Tuesday, November 25, 2014

Review of Popular Knee Sleeves

When it comes to weightlifting gear, knee sleeves are a popular item. It's likely you have seen athletes wear them in events and competitions.

Knee sleeves provide warmth in and around the knee joint which promotes local circulation. For an individual with minor injuries. the warmth can alleviate pain and make leg exercises tolerable. In contrast, knee wraps provide compression at the joint and positively affect performance while knee braces offer mechanical support.

So, are knee sleeves necessary? Not entirely - it's up to the lifter. For an individual with no issues, they can engage in exercise perfectly fine. Knee sleeves may offer comfort to an injured or older trainee. However, they aren't a 100% fix and some trainees might find the sleeves don't help as much as they'd like or if at all.

I opted to use knee sleeves after injuring one knee a few years back. These days I can perform squats fine without knee sleeves, but I stick with them for comfort.

That being said, knee sleeves range in a number of factors such as price, brand, and warmth. Depending on preferences, this can make choosing a pair more work than it should be. Therefore, I'll discuss popular knee sleeves I own or have had a chance to use.

The main points I'll be looking at are: material/fit, warmth, and price.

Having seen several Olympic weightlifters wear these, I purchased a pair in June. I would call these lightweight knee sleeves - adequate warmth, low price, and movement feels most natural with these. The fit is comfortable and as the knees become warm, the sleeves tighten around the leg. They can bunch up but that can be fixed easily.

Como sells single sleeves whereas hookgrip sells them as a pair with the sizing listed on the site. The second difference is the hookgrip logo is sewn on each sleeve - mine eventually came loose and I removed them. Lastly - while it's not a huge issue - be aware that as the bar slides up your thighs there will be a very small bump in movement from the logos.

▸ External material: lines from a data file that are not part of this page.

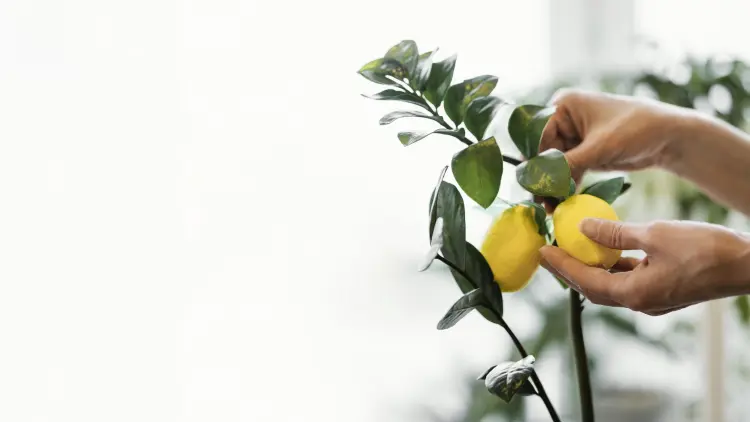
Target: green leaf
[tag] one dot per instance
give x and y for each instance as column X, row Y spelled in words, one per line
column 526, row 389
column 440, row 79
column 424, row 67
column 407, row 54
column 394, row 95
column 476, row 269
column 436, row 243
column 540, row 216
column 461, row 308
column 395, row 115
column 479, row 115
column 484, row 277
column 742, row 304
column 607, row 190
column 572, row 189
column 547, row 174
column 459, row 96
column 450, row 206
column 625, row 187
column 378, row 70
column 525, row 127
column 453, row 101
column 408, row 138
column 433, row 202
column 478, row 170
column 506, row 379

These are a nice pick for someone who wants minimal support at a low cost.

FIT: Comfortable and tightens as knees warm up in training.

MATERIAL: Stretchy - hookgrip site lists it's a mix of nylon (55%), rubber (35%), and spandex (10%). Can be machine washed.

WARMTH: Adequate and absorbs sweat.

PRICE: For a pair, $12-14.

WHERE TO BUY: Hookgrip store here.

*Update: Here's a brief review I wrote of the newer sleeves from hookgrip:

Tommy Kono (TK)
This was the first pair of knee sleeves I bought. Reviews I read stated they either were better than the Rehbands, or were worse and tended to rip. I've had no issues with them. They're tight and take practice to put on [view this video here for help]. The rubber material on the inside gives a tighter feeling. For bilateral movements they perform okay, but they don't feel comfortable in single leg exercises.

If warmth is what you need, the TK's are it. When I use them my knees become very sweaty. For squats in particular, the perspiration would drip down my legs. This does cause them to shift and move around a bit. As a result, they needed to be adjusted here and there.

Overall, it's a good mid-priced knee sleeve, especially if keeping your knees warm is your main priority.

FIT: Tight and loosens slightly from sweat in training. Takes practice to wear quickly.

MATERIAL: Neoprene on the outside with rubber-like material on the inside. Has to be hand washed.

WARMTH: Very warm! Knees will become very sweaty.

PRICE: For a pair, $39.95 on Tommy Kono website and slightly less on Amazon.

WHERE TO BUY: Tommy Kono website here or Amazon here.

Rehband (Original)
Unlike the other two, I don't own Rehbands. My experience with them has been through Krank. The Krank coach for school athletes is a strongman competitor who uses them. He has used them for a long time with no problems. My more direct experience with Rehbands was when one of the Krank members bought a new pair and let me try them on. I instantly noticed it was comfortable and easy to slide on. It felt like a good mix between the Como/Hookgrip and TK knee sleeves.

Of course, the better quality comes at a higher price. Rehbands are one of the most expensive knee sleeves and are not sold in pairs. Therefore, the cost you see is for a single sleeve and most trainees are looking to purchase two.

If you want quality, long lasting, and see it as an investment, Rehband makes a great choice.

FIT: Comfortable.

MATERIAL: Neoprene inside and out. Can be machine washed.

WARMTH: Warm and absorbs sweat.

PRICE: For one sleeve, $39.95.

WHERE TO BUY: Amazon here.
Earlier I mentioned I started using knee sleeves because I injured a knee. As great and comforting as the knee sleeves were, they never fixed the issue. What did cause significant improvement for my knee was fixing my squat mechanics. Knee sleeves can be a great accessory item in your training, but know that you're moving correctly first.

Remember, knee sleeves can help you but they can't fix you.